Gamera LOVES to eat while bathing. He hates to bath, and is somewhat of a picky eater, but put the 2 together and he seems very happy to do both.


----------



## dmarcus (Apr 27, 2011)

I guess you figure out what works and just go with it.. Gamera is multi-tasking..Cool photo..


----------



## Tom (Apr 27, 2011)

Hey, whatever works.


----------



## african cake queen (Apr 28, 2011)

what a cute little guy! just love the name!


----------



## CtTortoiseMom (Apr 28, 2011)

That is too cute, glad you figured something out to make him happy.


----------



## DixieParadise (May 16, 2011)

Shelly, I love your signature. That is so funny. I would run from that Tort, too


----------



## ascott (May 17, 2011)

Awesome!
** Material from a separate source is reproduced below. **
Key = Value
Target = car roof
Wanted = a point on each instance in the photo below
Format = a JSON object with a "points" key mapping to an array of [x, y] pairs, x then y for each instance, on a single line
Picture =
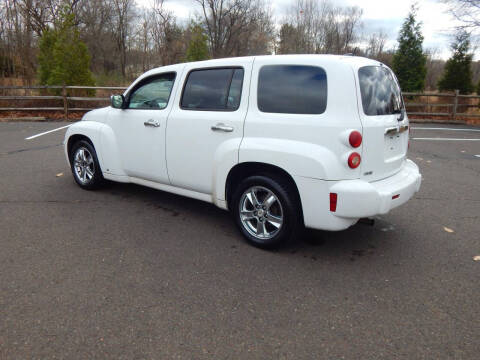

We have four CDT's, Humphry, Herman, Hayes and we have a Ghamara too..not spelled the same...so have to say your Fort has a Fantastic name...you must be a Godzilla fan as well  our guy Herman refuses to soak unless it is his idea...he actually flops his feet tucks his head in and rams the inside soaked wall like the gladiators they can be...so we just leave him a shallow dish with water to remain in control...hahaha


----------



## ALDABRAMAN (May 20, 2011)

That is interesting, looks like he eats real good.


----------